La seconda sezione del Tar (presidente Francesco Scano, consigliere Tito Aru, consigliere estensore Antonio Plaisant) ha infatti respinto, con condanna al pagamento delle spese di giudizio, il ricorso di una sassarese che non voleva accettare il divieto del Comune di Sassari di ampliare uno stabile nei pressi del rio Buddi Buddi.

«Quella zona rientra il quelle ad alto rischio idrogeologico» era stata, nel giugno dello scorso anno, la risposta del servizio di Edilizia privata alla donna che voleva aumentare di 30 per cento la volumetria della sua abitazione in località Funtana Niedda, confinante con il rio Buddi Buddi.

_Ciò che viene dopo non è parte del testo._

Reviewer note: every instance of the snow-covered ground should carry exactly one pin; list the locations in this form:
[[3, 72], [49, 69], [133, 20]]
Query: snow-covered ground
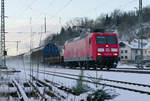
[[123, 94]]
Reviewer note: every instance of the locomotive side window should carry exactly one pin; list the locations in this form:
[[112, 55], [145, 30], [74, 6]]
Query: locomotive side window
[[100, 40], [106, 40]]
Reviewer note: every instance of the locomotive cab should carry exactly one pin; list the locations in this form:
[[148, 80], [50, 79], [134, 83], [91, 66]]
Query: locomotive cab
[[107, 50]]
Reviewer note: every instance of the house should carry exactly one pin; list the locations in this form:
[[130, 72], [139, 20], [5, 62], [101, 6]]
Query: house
[[129, 50]]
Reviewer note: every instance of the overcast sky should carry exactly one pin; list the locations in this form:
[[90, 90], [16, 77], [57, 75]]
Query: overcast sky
[[57, 13]]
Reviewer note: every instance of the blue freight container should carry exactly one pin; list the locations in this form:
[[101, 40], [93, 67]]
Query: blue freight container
[[51, 50]]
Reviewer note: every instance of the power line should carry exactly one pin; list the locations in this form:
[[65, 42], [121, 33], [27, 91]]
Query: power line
[[61, 9]]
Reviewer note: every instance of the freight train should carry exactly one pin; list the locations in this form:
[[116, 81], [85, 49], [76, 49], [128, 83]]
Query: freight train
[[98, 50]]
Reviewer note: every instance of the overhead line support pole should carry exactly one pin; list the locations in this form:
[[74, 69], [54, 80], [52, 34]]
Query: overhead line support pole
[[3, 51]]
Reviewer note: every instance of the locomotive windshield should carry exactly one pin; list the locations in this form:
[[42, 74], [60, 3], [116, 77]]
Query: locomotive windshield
[[106, 40]]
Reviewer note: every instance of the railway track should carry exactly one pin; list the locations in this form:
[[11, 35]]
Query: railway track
[[121, 70], [72, 76]]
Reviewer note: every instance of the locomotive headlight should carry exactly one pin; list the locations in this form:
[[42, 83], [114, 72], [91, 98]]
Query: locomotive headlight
[[100, 49], [115, 54], [114, 49]]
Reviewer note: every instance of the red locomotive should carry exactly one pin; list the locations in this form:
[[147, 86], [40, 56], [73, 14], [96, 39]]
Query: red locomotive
[[99, 50]]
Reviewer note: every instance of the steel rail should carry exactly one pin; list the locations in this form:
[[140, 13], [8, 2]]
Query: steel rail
[[109, 85]]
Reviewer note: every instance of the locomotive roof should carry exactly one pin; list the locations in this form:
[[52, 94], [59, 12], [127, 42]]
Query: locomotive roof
[[85, 35]]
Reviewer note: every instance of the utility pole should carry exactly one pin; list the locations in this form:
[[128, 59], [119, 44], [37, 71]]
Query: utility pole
[[45, 26], [2, 47], [141, 32]]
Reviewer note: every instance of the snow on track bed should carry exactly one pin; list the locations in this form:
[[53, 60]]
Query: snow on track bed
[[128, 77]]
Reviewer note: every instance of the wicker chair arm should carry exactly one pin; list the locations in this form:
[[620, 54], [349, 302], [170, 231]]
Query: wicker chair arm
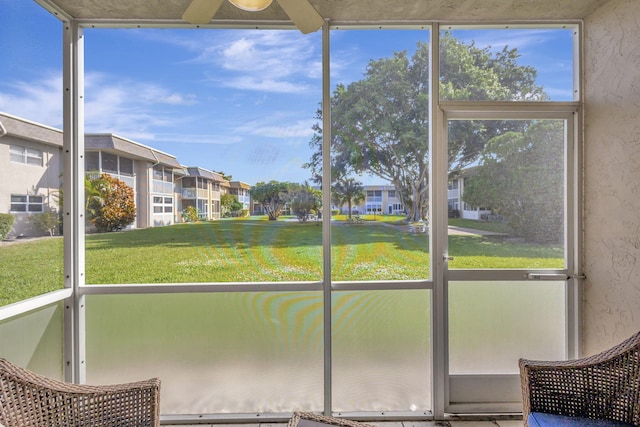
[[28, 399], [603, 386]]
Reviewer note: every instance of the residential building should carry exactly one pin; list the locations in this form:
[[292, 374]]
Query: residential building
[[152, 174], [457, 207], [201, 188], [589, 299], [241, 191], [31, 167], [379, 200]]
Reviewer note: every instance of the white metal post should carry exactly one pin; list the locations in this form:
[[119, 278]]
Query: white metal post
[[73, 188]]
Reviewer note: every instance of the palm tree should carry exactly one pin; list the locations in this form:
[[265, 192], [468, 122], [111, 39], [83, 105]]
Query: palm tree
[[349, 191]]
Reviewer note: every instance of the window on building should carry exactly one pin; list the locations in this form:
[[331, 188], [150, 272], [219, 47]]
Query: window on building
[[27, 156], [92, 161], [26, 203], [126, 166], [109, 163]]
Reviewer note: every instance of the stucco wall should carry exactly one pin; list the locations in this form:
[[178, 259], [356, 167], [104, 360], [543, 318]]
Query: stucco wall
[[612, 175]]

Nel suo ricorso al Tar, dove è stata assistita dagli avvocati Gian Comita Ragnedda e Gavino Maiore, la cittadina sassarese ha obiettato che il corso d’acqua è di modeste dimensioni, ma, soprattutto, che il suo terreno si trova al di fuori della “fascia di pericolosità idraulica”. Si sono costituiti in giudizio sia il Comune (assistito dagli avvocati Maria Ida Rinaldi e Simonetta Pagliazzo), sia la regione (rappresentata dagli avvocati Floriana Isola e Mattia Pani).

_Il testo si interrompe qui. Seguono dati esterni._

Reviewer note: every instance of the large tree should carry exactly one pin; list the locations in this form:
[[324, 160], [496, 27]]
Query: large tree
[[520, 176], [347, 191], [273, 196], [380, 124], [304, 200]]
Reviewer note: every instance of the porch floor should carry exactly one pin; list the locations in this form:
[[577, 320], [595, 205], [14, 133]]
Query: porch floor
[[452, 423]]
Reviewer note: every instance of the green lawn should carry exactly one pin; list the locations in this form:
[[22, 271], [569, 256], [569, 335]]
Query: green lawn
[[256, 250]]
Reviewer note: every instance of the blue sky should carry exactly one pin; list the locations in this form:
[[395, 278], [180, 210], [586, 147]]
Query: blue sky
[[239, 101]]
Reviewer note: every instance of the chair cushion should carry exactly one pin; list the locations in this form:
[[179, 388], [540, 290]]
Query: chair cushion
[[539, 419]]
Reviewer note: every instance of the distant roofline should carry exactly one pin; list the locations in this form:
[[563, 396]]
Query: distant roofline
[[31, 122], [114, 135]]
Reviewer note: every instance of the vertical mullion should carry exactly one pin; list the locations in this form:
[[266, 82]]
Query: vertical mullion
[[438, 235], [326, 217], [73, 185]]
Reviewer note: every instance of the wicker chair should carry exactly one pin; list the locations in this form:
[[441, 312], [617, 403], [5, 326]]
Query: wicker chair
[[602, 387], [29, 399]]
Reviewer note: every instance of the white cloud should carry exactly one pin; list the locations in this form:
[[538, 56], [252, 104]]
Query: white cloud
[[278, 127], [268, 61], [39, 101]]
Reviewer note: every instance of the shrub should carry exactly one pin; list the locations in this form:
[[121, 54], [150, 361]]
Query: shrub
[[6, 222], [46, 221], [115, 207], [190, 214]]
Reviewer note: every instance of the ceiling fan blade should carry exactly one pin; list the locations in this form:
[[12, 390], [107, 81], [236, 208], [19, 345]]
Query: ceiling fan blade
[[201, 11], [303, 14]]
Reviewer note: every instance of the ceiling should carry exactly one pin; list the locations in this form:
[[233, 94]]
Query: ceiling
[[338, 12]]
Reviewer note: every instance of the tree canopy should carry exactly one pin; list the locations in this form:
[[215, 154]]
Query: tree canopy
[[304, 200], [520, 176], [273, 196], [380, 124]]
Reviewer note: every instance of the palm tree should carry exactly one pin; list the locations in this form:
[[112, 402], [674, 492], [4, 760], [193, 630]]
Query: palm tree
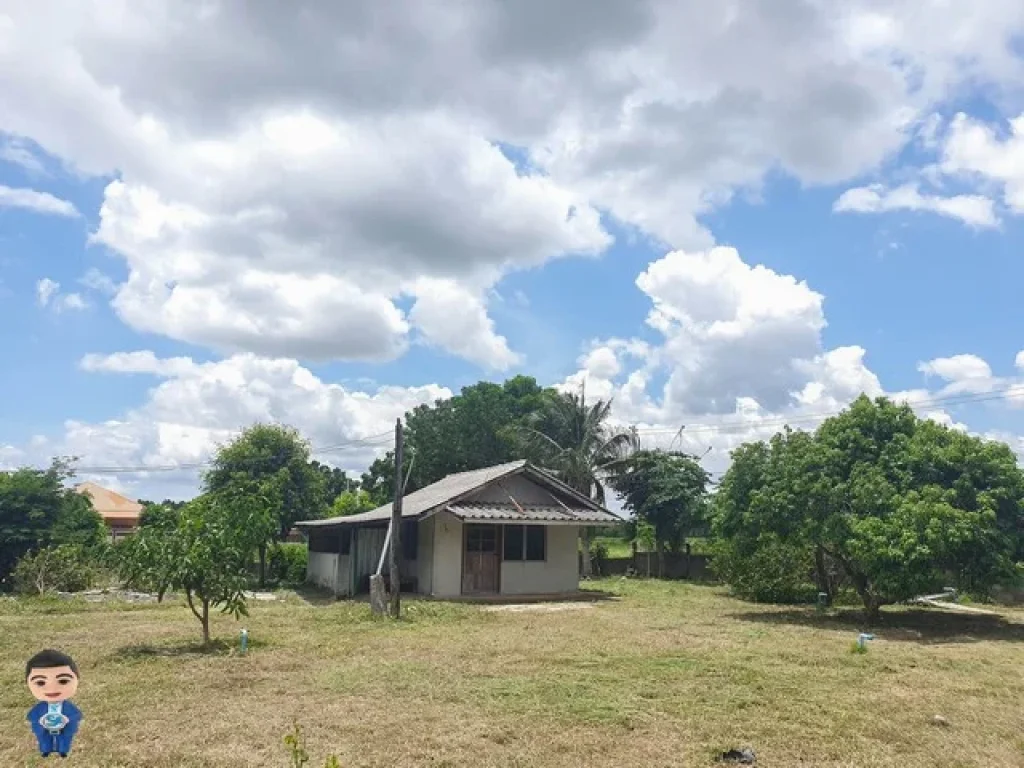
[[577, 443]]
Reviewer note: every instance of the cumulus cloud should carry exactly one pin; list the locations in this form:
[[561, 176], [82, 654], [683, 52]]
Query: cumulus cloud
[[741, 355], [974, 210], [284, 179], [48, 295], [37, 202], [195, 407]]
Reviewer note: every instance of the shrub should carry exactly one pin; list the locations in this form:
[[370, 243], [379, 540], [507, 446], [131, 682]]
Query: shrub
[[599, 557], [64, 568], [288, 562], [770, 572]]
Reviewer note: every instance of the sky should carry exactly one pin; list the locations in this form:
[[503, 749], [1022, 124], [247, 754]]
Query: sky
[[726, 217]]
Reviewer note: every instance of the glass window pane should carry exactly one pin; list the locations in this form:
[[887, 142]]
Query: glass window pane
[[513, 542], [537, 542]]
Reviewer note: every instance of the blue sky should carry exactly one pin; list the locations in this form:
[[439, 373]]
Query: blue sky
[[302, 250]]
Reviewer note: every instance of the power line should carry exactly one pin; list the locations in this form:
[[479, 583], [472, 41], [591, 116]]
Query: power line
[[781, 421]]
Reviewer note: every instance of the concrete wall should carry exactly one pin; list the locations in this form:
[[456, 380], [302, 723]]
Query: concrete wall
[[445, 578], [520, 488], [344, 580], [559, 573], [424, 557], [323, 569]]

Ptrima di respingere il ricorso, perché infondato, i giudicihanno ricordato il principio della “fascia di tutela ulteriore” di protezione che estende i vincoli anche alle zone immediatamente confinanti a quelle ad alto rischio.

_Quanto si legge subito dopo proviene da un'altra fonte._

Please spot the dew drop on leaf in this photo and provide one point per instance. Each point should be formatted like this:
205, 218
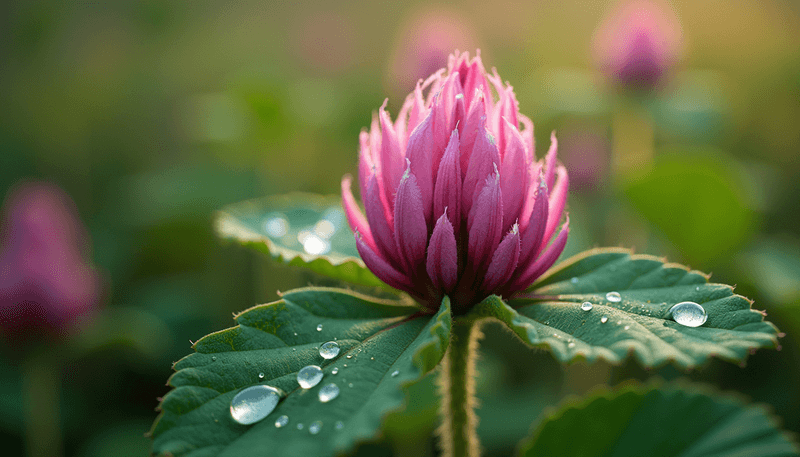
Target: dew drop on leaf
689, 313
254, 403
329, 350
309, 376
328, 392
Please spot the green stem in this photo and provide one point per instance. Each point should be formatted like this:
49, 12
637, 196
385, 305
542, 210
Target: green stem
41, 394
458, 432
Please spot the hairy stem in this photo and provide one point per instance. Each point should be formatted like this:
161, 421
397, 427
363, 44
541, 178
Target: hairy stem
458, 432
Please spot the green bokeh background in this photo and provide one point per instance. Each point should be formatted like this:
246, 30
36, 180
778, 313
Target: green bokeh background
153, 114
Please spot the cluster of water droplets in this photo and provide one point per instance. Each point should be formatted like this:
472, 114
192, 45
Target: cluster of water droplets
315, 240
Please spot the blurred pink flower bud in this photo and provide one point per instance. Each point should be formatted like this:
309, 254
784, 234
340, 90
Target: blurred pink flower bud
637, 44
424, 42
455, 201
47, 283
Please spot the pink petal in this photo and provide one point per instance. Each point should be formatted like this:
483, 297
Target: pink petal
354, 215
485, 223
419, 153
474, 123
482, 162
410, 229
391, 156
380, 226
442, 262
380, 267
447, 193
558, 199
550, 161
514, 176
504, 261
533, 233
534, 270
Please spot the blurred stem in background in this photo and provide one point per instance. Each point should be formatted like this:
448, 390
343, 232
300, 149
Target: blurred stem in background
41, 398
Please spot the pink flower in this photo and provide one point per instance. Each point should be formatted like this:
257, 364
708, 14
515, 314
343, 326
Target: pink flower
455, 201
638, 44
46, 281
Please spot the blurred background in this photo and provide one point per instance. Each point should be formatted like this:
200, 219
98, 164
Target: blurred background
150, 115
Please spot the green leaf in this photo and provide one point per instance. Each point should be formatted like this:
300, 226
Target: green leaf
377, 338
658, 422
275, 225
640, 324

Il Tar spiega poi che le scelte espresse nel Pai e nei Puc, frutto della discrezionalità tecnica particolarmente elevata degli addetti ai lavori, non possono essere contestate da un profano «cercando – chiosano i giudici amministrativi – di sostituire la propria valutazione a quella dell’amministrazione». La classificazione per zone di salvaguardia «appare – conclude il Tar – uno strumento irrinunciabile per prevenire un rischio così grave e difficilmente scongiurabile ragionando “caso per caso”».